Marco Rossi (born 23 September 2001) is an Austrian professional ice hockey player for the Iowa Wild of the American Hockey League (AHL) as a prospect to the Minnesota Wild of the National Hockey League (NHL).

Rossi grew up in Austria and moved to Switzerland in 2011 to further his career. He spent several years there, making his professional debut in 2018 with the GCK Lions of the Swiss League, the second tier of hockey in Switzerland. In 2018 he moved to North America and spent two seasons with the Ottawa 67's of the junior Ontario Hockey League (OHL). He led the OHL in scoring and was named the most valuable player of the league in 2019–20. Regarded as a top prospect for the 2020 NHL Entry Draft, Rossi was selected ninth overall by the Wild, and made his NHL debut in 2022. Internationally Rossi has played for the Austrian national junior team at the under-18 World Championships and World Junior Championships.

Playing career
Rossi first played hockey in his native Austria when he was 3 years old. At the age of 10 Rossi moved to Switzerland to further his career, and Feldkirch, his hometown, is close to the Austria–Switzerland border. At the age of 13 Rossi moved to Zürich again to help his career, with him and his father commuting two hours each way in order to allow Marco to stay at home and continue his education.

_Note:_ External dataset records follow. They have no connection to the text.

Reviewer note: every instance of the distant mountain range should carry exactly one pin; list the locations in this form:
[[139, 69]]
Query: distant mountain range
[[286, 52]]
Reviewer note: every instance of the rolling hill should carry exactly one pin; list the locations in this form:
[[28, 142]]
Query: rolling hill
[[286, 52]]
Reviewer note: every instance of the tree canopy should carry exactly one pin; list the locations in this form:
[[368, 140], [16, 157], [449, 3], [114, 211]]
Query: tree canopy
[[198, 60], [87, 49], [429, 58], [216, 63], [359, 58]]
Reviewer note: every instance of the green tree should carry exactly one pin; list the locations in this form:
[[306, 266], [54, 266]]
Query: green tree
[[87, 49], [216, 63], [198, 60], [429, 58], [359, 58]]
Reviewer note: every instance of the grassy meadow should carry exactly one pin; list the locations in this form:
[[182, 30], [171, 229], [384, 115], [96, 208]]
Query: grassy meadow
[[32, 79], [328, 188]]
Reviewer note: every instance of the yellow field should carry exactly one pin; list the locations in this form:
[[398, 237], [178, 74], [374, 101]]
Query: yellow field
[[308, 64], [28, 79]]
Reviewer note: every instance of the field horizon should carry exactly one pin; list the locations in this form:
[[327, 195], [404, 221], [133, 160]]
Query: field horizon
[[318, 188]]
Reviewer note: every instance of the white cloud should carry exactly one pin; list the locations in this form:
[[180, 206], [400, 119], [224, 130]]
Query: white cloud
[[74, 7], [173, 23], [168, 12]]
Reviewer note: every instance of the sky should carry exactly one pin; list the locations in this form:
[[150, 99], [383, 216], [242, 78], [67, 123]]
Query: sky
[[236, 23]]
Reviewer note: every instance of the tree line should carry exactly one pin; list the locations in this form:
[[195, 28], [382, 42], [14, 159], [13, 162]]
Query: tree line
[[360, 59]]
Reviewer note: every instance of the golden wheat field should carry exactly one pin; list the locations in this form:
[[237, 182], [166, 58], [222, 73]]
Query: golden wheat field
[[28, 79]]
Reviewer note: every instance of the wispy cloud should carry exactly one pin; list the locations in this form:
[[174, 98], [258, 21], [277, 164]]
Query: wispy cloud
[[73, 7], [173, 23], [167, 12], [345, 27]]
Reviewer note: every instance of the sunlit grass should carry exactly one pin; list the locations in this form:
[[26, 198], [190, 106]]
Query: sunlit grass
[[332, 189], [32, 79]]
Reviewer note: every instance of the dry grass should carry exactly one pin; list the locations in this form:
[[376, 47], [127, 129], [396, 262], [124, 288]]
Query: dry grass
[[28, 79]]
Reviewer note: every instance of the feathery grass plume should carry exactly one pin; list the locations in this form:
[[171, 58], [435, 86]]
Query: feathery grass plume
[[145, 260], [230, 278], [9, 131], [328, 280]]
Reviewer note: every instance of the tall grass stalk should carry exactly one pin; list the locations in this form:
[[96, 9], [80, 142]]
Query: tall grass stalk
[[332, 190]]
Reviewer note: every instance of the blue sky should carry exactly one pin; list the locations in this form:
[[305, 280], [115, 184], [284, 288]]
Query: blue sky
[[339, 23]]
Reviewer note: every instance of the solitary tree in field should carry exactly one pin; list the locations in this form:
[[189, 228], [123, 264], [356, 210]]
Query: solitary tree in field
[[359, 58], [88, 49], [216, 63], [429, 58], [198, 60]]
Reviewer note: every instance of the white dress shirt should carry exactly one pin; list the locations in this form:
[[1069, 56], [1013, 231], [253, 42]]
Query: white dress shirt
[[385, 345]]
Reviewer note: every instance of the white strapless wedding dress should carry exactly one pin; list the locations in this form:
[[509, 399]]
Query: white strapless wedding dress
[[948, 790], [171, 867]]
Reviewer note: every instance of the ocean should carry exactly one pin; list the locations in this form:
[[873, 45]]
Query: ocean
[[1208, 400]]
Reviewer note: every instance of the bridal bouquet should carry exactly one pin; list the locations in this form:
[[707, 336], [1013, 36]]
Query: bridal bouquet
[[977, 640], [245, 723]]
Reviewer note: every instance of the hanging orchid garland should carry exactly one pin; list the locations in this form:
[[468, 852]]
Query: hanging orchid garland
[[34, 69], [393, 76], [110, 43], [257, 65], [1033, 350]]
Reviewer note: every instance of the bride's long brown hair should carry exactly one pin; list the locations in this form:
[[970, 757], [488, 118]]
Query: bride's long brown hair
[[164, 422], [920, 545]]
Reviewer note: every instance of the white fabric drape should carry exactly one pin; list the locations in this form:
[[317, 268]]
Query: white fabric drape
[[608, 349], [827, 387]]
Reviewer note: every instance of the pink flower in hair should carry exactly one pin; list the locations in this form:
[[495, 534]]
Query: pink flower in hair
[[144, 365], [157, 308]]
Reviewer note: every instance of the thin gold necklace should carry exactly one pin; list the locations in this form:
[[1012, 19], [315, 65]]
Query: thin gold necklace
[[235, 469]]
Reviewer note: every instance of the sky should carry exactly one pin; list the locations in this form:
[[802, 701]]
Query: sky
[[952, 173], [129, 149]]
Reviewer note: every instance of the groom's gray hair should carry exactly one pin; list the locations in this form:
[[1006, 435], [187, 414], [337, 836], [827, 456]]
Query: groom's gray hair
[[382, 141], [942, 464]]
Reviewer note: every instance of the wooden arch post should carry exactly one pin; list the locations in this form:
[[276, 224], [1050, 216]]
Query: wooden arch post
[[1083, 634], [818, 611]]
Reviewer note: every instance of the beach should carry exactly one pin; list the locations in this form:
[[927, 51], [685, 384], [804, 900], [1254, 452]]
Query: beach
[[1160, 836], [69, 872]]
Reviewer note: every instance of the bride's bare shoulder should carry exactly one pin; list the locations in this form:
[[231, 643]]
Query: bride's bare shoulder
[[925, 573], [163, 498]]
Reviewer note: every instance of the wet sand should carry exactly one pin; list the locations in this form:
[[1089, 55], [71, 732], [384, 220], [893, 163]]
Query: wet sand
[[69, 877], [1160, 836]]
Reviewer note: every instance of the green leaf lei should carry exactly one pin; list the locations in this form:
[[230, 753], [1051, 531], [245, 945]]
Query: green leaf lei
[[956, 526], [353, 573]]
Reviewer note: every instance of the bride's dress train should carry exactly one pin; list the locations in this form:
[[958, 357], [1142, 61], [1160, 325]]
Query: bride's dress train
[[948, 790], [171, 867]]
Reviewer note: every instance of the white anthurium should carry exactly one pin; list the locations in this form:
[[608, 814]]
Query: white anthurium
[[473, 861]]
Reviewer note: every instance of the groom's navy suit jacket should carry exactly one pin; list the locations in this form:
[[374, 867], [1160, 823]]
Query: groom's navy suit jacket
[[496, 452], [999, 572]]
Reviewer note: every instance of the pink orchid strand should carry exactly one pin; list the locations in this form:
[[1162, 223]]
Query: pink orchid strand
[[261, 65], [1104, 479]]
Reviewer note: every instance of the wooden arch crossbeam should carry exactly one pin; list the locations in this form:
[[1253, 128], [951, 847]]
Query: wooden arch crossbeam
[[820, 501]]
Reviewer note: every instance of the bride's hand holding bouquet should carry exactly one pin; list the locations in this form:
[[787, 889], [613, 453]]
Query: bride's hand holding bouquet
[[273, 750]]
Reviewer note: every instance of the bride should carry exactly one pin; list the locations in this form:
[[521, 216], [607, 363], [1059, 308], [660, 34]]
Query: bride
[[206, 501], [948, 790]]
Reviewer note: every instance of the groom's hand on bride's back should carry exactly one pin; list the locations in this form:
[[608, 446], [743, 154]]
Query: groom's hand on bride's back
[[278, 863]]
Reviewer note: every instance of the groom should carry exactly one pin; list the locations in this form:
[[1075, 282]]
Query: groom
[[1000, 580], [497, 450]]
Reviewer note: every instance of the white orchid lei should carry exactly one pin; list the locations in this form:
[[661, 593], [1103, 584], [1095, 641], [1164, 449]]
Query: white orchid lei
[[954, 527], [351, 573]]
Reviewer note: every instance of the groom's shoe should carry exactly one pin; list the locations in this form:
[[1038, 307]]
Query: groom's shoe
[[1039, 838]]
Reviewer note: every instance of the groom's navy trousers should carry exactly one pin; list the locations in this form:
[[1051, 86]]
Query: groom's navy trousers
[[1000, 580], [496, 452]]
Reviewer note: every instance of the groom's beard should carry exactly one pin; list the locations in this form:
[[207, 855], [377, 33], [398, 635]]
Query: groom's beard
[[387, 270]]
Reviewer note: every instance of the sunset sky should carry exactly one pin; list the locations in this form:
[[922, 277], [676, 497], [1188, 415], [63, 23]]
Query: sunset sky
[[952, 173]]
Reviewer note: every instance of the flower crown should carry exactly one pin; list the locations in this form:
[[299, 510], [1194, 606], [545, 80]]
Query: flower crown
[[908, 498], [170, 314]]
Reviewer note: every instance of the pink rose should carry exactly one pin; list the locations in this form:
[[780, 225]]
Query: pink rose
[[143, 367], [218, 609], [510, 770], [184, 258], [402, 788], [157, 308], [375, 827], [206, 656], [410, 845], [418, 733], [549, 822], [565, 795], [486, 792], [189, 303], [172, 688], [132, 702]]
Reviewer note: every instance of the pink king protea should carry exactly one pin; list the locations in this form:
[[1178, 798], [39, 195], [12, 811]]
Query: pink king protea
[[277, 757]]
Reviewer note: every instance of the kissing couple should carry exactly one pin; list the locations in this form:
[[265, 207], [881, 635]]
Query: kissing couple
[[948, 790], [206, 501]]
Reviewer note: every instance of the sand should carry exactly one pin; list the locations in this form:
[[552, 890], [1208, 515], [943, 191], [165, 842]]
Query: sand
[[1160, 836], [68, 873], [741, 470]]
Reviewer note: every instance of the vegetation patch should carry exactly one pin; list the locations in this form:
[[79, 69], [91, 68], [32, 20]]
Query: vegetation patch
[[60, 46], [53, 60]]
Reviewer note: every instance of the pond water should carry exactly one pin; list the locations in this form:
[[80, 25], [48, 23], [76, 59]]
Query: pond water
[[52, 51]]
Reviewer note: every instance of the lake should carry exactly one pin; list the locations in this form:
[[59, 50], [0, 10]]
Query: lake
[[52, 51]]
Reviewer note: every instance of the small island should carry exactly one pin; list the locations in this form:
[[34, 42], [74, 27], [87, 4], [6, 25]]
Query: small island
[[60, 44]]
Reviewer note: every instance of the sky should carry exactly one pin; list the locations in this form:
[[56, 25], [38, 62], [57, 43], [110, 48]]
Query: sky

He played in the junior system of Switzerland within the system of the ZSC Lions, frequently playing in older age categories. He made his professional debut in the 2017–18 season, playing 18 games and recording 7 points for the GCK Lions of the Swiss League, the second-highest league in Switzerland. After the season he was selected 18th overall by the Ottawa 67's of the Ontario Hockey League in the Canadian Hockey League Import Draft. He played 53 games with Ottawa in 2018–19 and scored 65 points, finishing fourth on the team in scoring, and had an additional 22 points in 17 playoff games. Rossi was named to the OHL Second All-Star Team as a result. Rossi returned to Ottawa for the 2019–20 season and led the OHL, and the entire CHL in scoring with 120 points in 56 games. He was awarded the Eddie Powers Memorial Trophy and CHL Top Scorer Award for leading the OHL and CHL in scoring, respectively, and was named the most outstanding player in the OHL, winning the Red Tilson Trophy, and was also named to the OHL's First All-Star Team. He was the first European player to lead the OHL in scoring (Stan Mikita, who was born in Slovakia and raised in Canada, did so in the 1958–59 season).

Heading into the 2020 NHL Entry Draft Rossi was regarded as a top prospect, and the NHL Central Scouting Bureau had him ranked as the sixth-best North American-based skater for the draft. He was selected in the first-round, ninth overall, by the Minnesota Wild. On 23 October 2020, Rossi was signed by the Wild to a three-year, entry-level contract. Five days later, he was loaned to the ZSC Lions until the start of NHL training camp. He held a Swiss player-license after having played most of his junior hockey in Switzerland, but only played one game for ZSC. The NHL delayed the start of the 2020–21 season until January 2021, and Rossi was invited to join the Wild's training camp prior to the season starting. However, he returned to Austria due to long-term complications from COVID-19; he had tested positive late in 2020 for the virus. Speaking about his battle with the virus, Rossi stated: "I’m thankful to God that he supported me. ... I’m just happy that I’m still alive."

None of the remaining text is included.